Failing to complete training in Lesson 1 for own data

larcat · May 2, 2018, 5:31am

Hi all – I downloaded about 500 train and images for each category, and 50 validation images from google image search. I found some corrupted ones after some initial training hangs at x%, and was able to get it to progress further. However, I am now hanging like this (below) and cannot complete training. Suggestions?

53%|█████▎ | 8/15 [00:03<00:03, 2.32it/s]

AttributeError Traceback (most recent call last)
~/fastai/courses/dl1/fastai/dataset.py in open_image(fn)
227 try:
→ 228 im = cv2.imread(str(fn), flags).astype(np.float32)/255
229 if im is None: raise OSError(f’File not recognized by opencv: {fn}')

AttributeError: ‘NoneType’ object has no attribute ‘astype’

The above exception was the direct cause of the following exception:

OSError Traceback (most recent call last)
in ()
1 arch=resnet34
2 data = ImageClassifierData.from_paths(PATH, tfms=tfms_from_model(arch, sz))
----> 3 learn = ConvLearner.pretrained(arch, data, precompute=True)
4 learn.fit(0.01, 4)

Thanks for any help.

_L

larcat · May 3, 2018, 3:11pm

Hope bumping isn’t against forum rules (I looked but didn’t see anything clarifying it.) Going to be spending some time on fast.ai tonight and would love any suggestions on next steps (other than get a different image set.)

Thanks!

-L

bbrandt · May 3, 2018, 3:25pm

To me it looks like another corrupted or missing image. cv2.imread returns none instead of a numpy array of the image. You could try setting the pdb magic command

%pdb on

which will enter a debugging session after the exception occurs. You should be able to look at the variable fn and figure out which image is the offending one. If that doesn’t work try writing a for loop over all the images that you downloaded reading every one using

for filename in filenamelist:
    print(filename)
    cv2.imread(filename).astype(np.float32)/255

This will crash when you encounter problematic images and you will know the filename.

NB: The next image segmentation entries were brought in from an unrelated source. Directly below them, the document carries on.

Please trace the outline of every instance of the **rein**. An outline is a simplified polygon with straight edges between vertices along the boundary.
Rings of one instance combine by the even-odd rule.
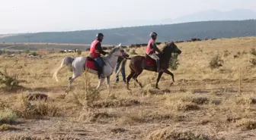
[[[120,54],[121,54],[121,52]],[[120,54],[119,55],[112,54],[112,55],[115,56],[115,57],[120,57]],[[110,62],[107,59],[107,61],[108,64],[110,65],[110,67],[114,69],[114,67],[111,65]]]

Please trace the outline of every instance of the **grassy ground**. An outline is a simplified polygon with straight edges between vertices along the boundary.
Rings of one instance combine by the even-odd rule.
[[[172,70],[176,82],[164,74],[161,90],[155,90],[157,73],[143,71],[138,78],[143,89],[132,80],[128,91],[113,75],[111,96],[105,82],[101,92],[93,92],[98,79],[88,73],[66,95],[72,73],[61,70],[59,82],[52,75],[68,54],[0,56],[1,71],[24,80],[18,89],[1,88],[1,138],[256,139],[256,66],[250,63],[256,58],[250,54],[256,37],[177,45],[182,54],[178,70]],[[130,52],[143,54],[145,50]],[[209,64],[218,54],[222,62],[216,65],[222,67],[211,69]],[[126,67],[126,76],[129,71]],[[48,98],[28,101],[29,94]]]

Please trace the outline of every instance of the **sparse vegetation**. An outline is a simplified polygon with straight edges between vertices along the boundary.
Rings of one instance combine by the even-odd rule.
[[[222,66],[223,60],[220,58],[219,54],[212,58],[210,62],[210,67],[211,69],[219,68]]]
[[[3,124],[12,124],[16,122],[17,115],[9,108],[1,108],[0,126]]]
[[[0,86],[4,85],[8,90],[12,90],[21,87],[19,84],[24,82],[24,80],[19,80],[18,76],[14,74],[10,76],[7,73],[7,69],[5,71],[0,71]]]
[[[254,65],[254,66],[256,66],[256,58],[251,58],[250,60],[250,63]]]
[[[175,82],[164,73],[158,82],[160,90],[154,89],[158,73],[143,70],[138,78],[142,89],[132,79],[131,90],[126,90],[121,76],[115,83],[114,73],[110,91],[104,81],[101,89],[94,92],[97,76],[85,73],[74,81],[68,92],[68,79],[72,74],[69,68],[60,70],[58,82],[53,80],[52,73],[64,57],[77,54],[46,54],[42,59],[28,58],[27,54],[2,55],[0,71],[26,82],[19,82],[23,86],[19,90],[5,90],[6,85],[1,85],[1,138],[215,140],[223,137],[229,140],[246,135],[255,139],[256,69],[249,63],[254,56],[242,54],[250,52],[255,37],[247,37],[177,43],[183,53],[178,58],[178,69],[173,73]],[[133,49],[145,55],[146,47],[130,48],[130,52]],[[228,53],[225,58],[226,50],[235,54],[240,51],[242,55],[234,59]],[[216,64],[222,64],[222,57],[225,65],[210,70],[210,58],[218,53]],[[88,54],[82,51],[81,56]],[[127,76],[129,65],[125,70]]]
[[[255,50],[255,48],[251,48],[251,51],[250,51],[250,53],[251,53],[252,55],[256,56],[256,50]]]
[[[21,104],[14,108],[19,117],[25,119],[42,118],[43,117],[58,117],[61,109],[51,101],[36,101],[30,102],[23,98]]]
[[[156,130],[147,137],[149,140],[224,140],[216,136],[195,134],[192,131],[174,130],[171,128]]]
[[[228,50],[225,50],[224,51],[224,58],[228,57],[229,55],[230,55],[230,52]]]

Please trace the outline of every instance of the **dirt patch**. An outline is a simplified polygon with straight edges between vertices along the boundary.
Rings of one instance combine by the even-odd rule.
[[[205,134],[195,134],[192,131],[181,131],[166,128],[150,133],[146,139],[149,140],[221,140],[215,136]]]

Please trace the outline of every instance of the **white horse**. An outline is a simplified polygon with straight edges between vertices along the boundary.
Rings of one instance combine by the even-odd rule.
[[[112,75],[114,67],[117,64],[117,59],[118,57],[123,57],[126,58],[126,56],[129,56],[126,51],[125,51],[123,48],[121,47],[121,44],[120,44],[118,46],[114,48],[109,54],[107,54],[106,56],[101,57],[103,59],[103,61],[104,62],[104,65],[103,67],[103,71],[101,76],[101,79],[99,80],[99,83],[96,88],[96,90],[98,90],[101,86],[102,85],[104,79],[106,79],[107,81],[107,89],[110,89],[110,76]],[[72,76],[69,77],[69,90],[70,89],[71,85],[72,82],[75,80],[75,79],[80,76],[85,69],[85,65],[88,57],[78,57],[78,58],[72,58],[72,57],[66,57],[63,58],[60,67],[55,71],[53,73],[53,77],[56,79],[56,80],[58,82],[57,74],[58,72],[62,70],[65,66],[69,66],[71,71],[73,72]],[[88,69],[86,67],[86,70],[90,73],[93,73],[94,75],[98,75],[98,71],[95,71],[91,69]]]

larcat · May 3, 2018, 3:27pm

Perfect, exactly what I needed, thanks. I had started down the imagemagick rabbit hole, but wasn’t sure how to get just the fails outputted in a python context – I’m coming from R so there’s some adjustment.

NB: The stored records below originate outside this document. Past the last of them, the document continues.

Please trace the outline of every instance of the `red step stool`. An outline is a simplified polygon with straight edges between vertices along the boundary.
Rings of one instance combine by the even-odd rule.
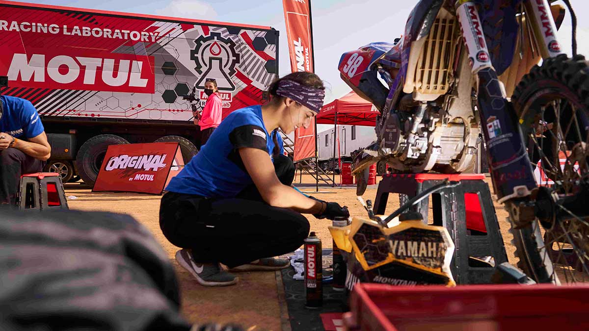
[[[354,286],[346,331],[589,329],[589,286]]]
[[[18,208],[21,210],[69,209],[61,177],[57,173],[36,173],[21,176]]]

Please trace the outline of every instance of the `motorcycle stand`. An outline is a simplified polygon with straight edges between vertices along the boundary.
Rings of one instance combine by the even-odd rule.
[[[385,214],[389,193],[406,194],[409,198],[444,180],[459,181],[432,194],[433,225],[444,226],[455,246],[451,270],[456,284],[488,284],[507,254],[489,186],[480,174],[389,174],[379,183],[375,214]],[[422,200],[416,211],[428,223],[429,199]],[[493,258],[490,262],[489,257]]]

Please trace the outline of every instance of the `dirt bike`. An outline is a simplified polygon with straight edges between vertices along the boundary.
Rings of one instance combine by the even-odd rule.
[[[518,266],[558,284],[589,279],[589,67],[568,0],[574,55],[561,49],[565,11],[553,2],[421,0],[401,38],[345,53],[338,68],[381,113],[378,141],[353,154],[359,195],[379,161],[464,171],[482,135]]]

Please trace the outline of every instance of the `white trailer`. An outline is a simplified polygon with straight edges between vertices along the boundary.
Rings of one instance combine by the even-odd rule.
[[[334,128],[332,128],[317,135],[319,166],[324,171],[338,169],[338,157],[341,157],[343,162],[351,161],[352,152],[367,147],[376,140],[374,127],[337,125],[337,136],[335,139],[339,140],[338,150],[337,141],[335,141],[333,137],[335,130]]]

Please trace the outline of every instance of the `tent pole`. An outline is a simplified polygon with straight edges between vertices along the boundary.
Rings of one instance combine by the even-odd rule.
[[[319,155],[317,153],[317,119],[313,119],[315,125],[315,191],[319,191]]]
[[[333,171],[333,178],[332,179],[332,187],[335,187],[335,142],[337,141],[336,137],[337,135],[337,108],[335,110],[335,116],[334,117],[333,121],[333,158],[332,162],[334,163],[333,168],[332,169]]]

larcat · May 4, 2018, 4:00am

@bbrandt – Thank you for the help.

I purposefully chose data I thought would give poor results… Two families of Arum that are used as aquarium plants – Anubias and Bucephelandra. They look very similar, have identical structure and there are certain species that I mistake for each other all the time.

With ~ 450 images of each, 7 epochs, the model returned 90% accuracy (with some images that are just wrong – full aquarium shots, etc mixed in)… I haven’t done tweaking, augmentation, etc yet… I’ve doing data science professionally for some time but just… wow. See below for how visually similar there things are.

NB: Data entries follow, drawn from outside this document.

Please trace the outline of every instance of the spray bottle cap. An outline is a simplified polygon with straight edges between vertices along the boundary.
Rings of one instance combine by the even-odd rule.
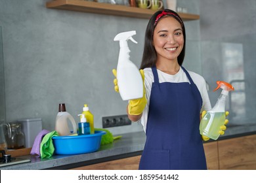
[[[78,116],[82,116],[82,117],[80,119],[80,122],[81,123],[84,123],[84,122],[86,122],[86,118],[85,118],[85,114],[78,114]]]
[[[88,107],[88,105],[87,104],[85,104],[84,105],[84,107],[83,107],[83,111],[87,111],[89,110],[89,107]]]
[[[213,90],[213,92],[215,92],[217,90],[221,88],[223,90],[223,92],[221,92],[221,93],[227,95],[229,91],[234,90],[234,87],[228,82],[218,80],[216,82],[216,83],[218,84],[218,86]]]
[[[128,46],[127,41],[128,40],[131,40],[133,41],[134,43],[137,44],[138,42],[133,39],[132,37],[133,35],[136,35],[136,31],[127,31],[127,32],[123,32],[123,33],[120,33],[117,34],[115,38],[114,39],[114,41],[120,41],[120,47],[125,47],[125,46]]]

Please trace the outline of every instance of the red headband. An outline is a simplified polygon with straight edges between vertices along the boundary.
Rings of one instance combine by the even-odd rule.
[[[183,22],[182,22],[182,21],[181,20],[181,19],[176,14],[175,14],[173,12],[165,12],[164,10],[163,10],[161,12],[161,13],[160,13],[160,14],[158,15],[158,16],[156,18],[155,24],[154,24],[154,25],[156,25],[156,23],[158,23],[158,20],[160,19],[161,17],[162,17],[163,16],[167,15],[167,14],[173,16],[174,18],[175,18],[175,19],[179,21],[179,22],[181,24],[181,26],[183,27]]]

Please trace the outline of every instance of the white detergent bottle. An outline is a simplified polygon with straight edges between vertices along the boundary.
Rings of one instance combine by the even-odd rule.
[[[71,123],[71,127],[69,126]],[[60,136],[66,136],[77,133],[77,127],[75,120],[70,113],[66,111],[64,103],[58,105],[58,112],[56,117],[55,131]]]
[[[129,59],[130,50],[127,41],[137,43],[132,37],[135,31],[120,33],[114,39],[119,41],[120,51],[117,68],[117,79],[119,92],[123,101],[142,98],[143,97],[143,81],[136,65]]]
[[[225,116],[225,103],[229,91],[233,91],[234,87],[229,83],[224,81],[217,81],[218,86],[213,90],[219,88],[223,89],[215,105],[212,109],[207,111],[201,120],[200,131],[200,134],[209,138],[218,139],[221,131],[221,126],[224,125]]]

Thanks for putting this course together @jeremy I’m hooked.

bbrandt · May 4, 2018, 5:47pm

That’s an interesting data set, thanks for sharing the results.

KeeganJustis · May 26, 2018, 5:37am

I tried this but all my images are crashing. I used PIL to make Jpeg instead of jpg. Could this be the issue?

KeeganJustis · May 26, 2018, 8:18pm

I am having the error AttributeError: ‘NoneType’ object has no attribute ‘astype’ . I used Google-image-download to collect my images but I can’t find out if they are corrupt or not.

Here is my my code https://github.com/KeeganJustis/Fast.ai2/blob/master/courses/dl1/lesson1.ipynb

sjdlloyd · May 26, 2018, 9:40pm

Hey Keegan, is your path extension right? there’s no prefix to your filename

might be worth trying this instead (assuming you’re in dl1):
`cv2.imread(‘downloads/train/pho/’+filename).astype(np.float32)/255’

KeeganJustis · May 26, 2018, 10:22pm

That was it. Thanks Sam!

sjdlloyd · May 26, 2018, 10:29pm

No worries, hope it goes well. it looks an interesting dataset

britton · July 24, 2018, 7:45am

Sam and Keegan, that fix worked wonderfully for me too. Thanks for solving this!

hud · November 3, 2018, 9:04am

Hey @bbrandt , is there a way to add a line to remove the corrupted / missing image ? I used batch downloaded 1000 files and now am manually removing each bad image …

Mariam · November 3, 2018, 12:47pm

lets say you saved the corrupted data path in variable named badpath,
then in the jupyter cell you can write:
!rm {badpath}

msrobot0 · January 21, 2019, 6:02pm

Hi I am also having this issue - my path variable is correct and running cv2.imread using listdir works - how can I use this path with the fastai methods:
arch=resnet34
data= ImageClassifierData.from_paths(PATH,tfms=tfms_from_model(arch,sz))
learn= ConvLearner.pretrained(arch,data,precompute=True)
learn.fit(0.01,3)